Trader Joe's Just Introduced A Versatile New Ube Product

The aesthetically-pleasing purple ube is a staple in Filipino cuisine. However, in recent years, it's captured the attention of many, including one U.S. grocery store chain by the name of Trader Joe's. Adding to their collection of one-of-a-kind goodies, the brand just unveiled a new and limited edition ube spread.

Since Californian entrepreneur Joe Coulombe opened the doors of the first Trader Joe's (TJ's) in 1967, the chain has been wildly successful. Tapping into a market of well-traveled consumers that Coulombe thought mainstream grocers were ignoring (via CNN), TJ's is a fan-favorite thanks to its quirky vibe and unique private-label items, such as the new ube spread. 

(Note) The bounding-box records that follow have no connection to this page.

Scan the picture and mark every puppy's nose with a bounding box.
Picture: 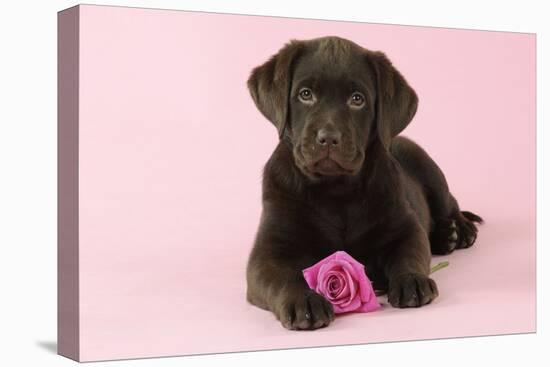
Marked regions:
[317,129,342,147]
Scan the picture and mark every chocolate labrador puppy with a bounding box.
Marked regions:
[247,37,481,330]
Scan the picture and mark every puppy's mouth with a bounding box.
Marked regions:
[298,151,364,178]
[308,156,353,176]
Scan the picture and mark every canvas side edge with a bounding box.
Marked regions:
[57,6,80,361]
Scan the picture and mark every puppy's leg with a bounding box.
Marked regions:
[386,222,439,307]
[391,137,482,255]
[430,203,483,255]
[247,250,334,330]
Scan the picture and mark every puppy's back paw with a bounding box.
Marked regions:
[430,211,483,255]
[276,291,334,330]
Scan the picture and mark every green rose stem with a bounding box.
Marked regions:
[374,261,449,296]
[430,261,449,274]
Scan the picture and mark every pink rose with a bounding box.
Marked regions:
[303,251,380,313]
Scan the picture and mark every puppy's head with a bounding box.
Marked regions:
[248,37,418,180]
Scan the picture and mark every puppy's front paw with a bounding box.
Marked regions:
[388,274,439,308]
[277,290,334,330]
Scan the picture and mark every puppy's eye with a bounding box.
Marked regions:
[349,92,365,108]
[299,88,313,103]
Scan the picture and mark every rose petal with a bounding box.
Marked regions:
[333,293,362,313]
[303,251,380,313]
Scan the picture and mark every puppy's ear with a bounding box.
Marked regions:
[369,52,418,148]
[248,40,303,138]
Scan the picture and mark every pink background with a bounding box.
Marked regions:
[72,6,535,361]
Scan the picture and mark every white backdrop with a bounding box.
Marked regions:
[0,0,550,367]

A riff on Filipino ube halaya, Trader Joe's version is made with puréed ube, butter, cream, coconut cream, sugar, sea salt and a splash of purple carrot juice to give it that extra purple hue. Undoubtedly beautiful, the confection also promises to deliver on flavor. Reminiscent of vanilla and toasted pistachio, the mellow tasting tuber brings a luxurious, buttery richness to the spread, making it a super versatile ingredient.

How to ube-ify anything

While the ube spread is creating a buzz through the Trader Joe's community, it's not the first time the brand has welcomed ube-flavored treats. It previously carried purple pretzels, waffle mix, ice cream, tea cookies and even mochi. But unlike the products that came before it, TJ's ube spread is a ready-to-use item, allowing it to be transformed in endless ways.

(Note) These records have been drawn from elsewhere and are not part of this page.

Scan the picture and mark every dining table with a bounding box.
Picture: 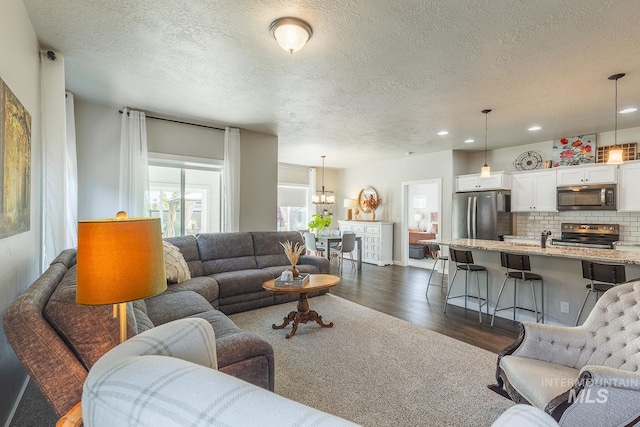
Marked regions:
[316,236,362,271]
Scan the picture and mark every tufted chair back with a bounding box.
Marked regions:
[575,280,640,372]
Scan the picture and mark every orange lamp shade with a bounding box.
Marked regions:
[76,218,167,305]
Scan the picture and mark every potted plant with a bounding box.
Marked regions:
[307,214,331,235]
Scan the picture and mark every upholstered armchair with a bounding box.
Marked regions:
[82,318,355,427]
[496,280,640,426]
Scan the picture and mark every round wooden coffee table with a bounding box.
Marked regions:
[262,274,340,338]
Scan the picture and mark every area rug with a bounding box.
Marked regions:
[230,294,513,426]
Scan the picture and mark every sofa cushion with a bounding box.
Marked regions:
[145,291,213,326]
[196,233,258,276]
[164,236,203,277]
[500,356,579,409]
[251,231,304,268]
[189,310,242,340]
[43,265,136,369]
[162,241,191,283]
[165,276,219,307]
[212,270,274,298]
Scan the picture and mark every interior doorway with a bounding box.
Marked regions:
[401,178,442,269]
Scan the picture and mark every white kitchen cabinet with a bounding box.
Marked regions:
[618,162,640,212]
[338,221,393,266]
[511,169,557,212]
[556,165,617,187]
[456,172,511,193]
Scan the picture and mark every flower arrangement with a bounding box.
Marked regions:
[279,240,307,279]
[553,135,595,167]
[307,214,331,233]
[280,240,307,267]
[362,194,382,212]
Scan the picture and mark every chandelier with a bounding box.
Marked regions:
[311,156,336,205]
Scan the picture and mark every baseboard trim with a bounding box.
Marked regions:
[4,375,31,427]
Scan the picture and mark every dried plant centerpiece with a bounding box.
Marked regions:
[280,240,307,278]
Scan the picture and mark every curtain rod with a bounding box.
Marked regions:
[118,110,225,131]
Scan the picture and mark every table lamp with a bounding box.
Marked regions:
[76,212,167,342]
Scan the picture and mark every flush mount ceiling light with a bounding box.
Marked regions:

Taking to Instagram, fans were quick to offer ways of how the spread could be used. Beyond dipping fruit or topping yogurt and oatmeal, some suggested using the ube mixture to fill mochi, macarons, hand pies, and even stuffed French toast. Swirling a dollop into baked goods like cakes and brownies was also mentioned, in addition to creating ube-flavored ice cream.

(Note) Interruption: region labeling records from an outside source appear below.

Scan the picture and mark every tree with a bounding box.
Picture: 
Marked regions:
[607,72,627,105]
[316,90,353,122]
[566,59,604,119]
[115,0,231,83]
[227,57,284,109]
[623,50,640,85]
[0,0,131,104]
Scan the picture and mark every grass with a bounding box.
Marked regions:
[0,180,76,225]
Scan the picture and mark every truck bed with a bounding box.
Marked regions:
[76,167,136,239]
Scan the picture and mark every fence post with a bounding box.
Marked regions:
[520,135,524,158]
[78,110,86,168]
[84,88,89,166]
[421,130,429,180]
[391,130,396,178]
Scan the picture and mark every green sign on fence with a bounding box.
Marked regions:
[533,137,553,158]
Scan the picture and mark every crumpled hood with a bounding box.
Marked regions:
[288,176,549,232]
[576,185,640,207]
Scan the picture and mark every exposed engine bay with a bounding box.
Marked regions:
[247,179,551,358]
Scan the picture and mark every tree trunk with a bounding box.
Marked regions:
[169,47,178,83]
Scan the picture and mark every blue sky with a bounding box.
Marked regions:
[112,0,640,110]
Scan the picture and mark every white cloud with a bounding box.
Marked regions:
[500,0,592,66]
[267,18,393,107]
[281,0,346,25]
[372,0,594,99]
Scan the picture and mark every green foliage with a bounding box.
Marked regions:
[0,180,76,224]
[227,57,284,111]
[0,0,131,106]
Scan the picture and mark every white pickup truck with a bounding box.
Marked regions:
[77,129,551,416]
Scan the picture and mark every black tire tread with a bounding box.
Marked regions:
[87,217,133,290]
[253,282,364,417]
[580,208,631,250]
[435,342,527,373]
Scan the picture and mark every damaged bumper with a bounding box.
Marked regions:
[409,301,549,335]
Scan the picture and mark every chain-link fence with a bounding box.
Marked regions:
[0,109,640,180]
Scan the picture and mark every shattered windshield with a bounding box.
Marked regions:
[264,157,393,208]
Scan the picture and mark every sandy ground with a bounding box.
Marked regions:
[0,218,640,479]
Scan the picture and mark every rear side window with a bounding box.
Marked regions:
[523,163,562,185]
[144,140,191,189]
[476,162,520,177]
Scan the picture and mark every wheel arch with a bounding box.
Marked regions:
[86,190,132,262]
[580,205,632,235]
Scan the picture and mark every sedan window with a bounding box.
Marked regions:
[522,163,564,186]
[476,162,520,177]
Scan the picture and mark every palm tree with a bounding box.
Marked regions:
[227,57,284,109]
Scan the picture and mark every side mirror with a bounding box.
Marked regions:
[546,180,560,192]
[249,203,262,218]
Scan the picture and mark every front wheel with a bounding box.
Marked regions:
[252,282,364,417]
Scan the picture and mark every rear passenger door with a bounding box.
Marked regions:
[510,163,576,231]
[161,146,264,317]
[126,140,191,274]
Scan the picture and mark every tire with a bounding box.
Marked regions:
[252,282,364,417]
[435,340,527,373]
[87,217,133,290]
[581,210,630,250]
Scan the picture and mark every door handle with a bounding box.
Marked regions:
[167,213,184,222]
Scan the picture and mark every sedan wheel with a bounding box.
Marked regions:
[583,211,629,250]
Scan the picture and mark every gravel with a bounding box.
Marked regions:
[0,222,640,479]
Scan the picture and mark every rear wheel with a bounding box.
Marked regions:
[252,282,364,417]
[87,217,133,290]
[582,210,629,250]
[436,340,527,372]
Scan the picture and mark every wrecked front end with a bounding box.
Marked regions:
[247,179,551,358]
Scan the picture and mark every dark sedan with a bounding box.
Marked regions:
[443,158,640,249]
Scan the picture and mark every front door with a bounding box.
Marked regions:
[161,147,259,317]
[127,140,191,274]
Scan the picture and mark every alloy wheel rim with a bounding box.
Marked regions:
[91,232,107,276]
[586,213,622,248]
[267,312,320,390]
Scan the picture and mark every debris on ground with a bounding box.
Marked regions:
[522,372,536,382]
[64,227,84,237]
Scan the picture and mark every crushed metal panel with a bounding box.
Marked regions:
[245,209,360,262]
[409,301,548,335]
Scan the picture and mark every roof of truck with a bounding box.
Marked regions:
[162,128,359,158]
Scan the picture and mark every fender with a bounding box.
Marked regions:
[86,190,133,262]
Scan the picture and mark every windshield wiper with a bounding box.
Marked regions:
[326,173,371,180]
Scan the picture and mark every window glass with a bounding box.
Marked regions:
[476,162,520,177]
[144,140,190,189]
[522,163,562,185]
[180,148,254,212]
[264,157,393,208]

For a slightly savory take, other Instagram users mentioned folding the ube spread into whipped goat cheese that could be used to top crostini — but that's not all. Pretty purple beverages were also suggested. Think: lavender-coloured hot chocolate, smoothies, milkshakes, and maybe even a frozen cocktail. 

If you're still at a loss for inspiration, Serious Eats advises drawing inspiration from Filipino cuisine and to use TJ's ube spread inside of brioche-style ensaymadas, on top of crispy coconut latik, or mixed into halo-halo. How's that for versatility?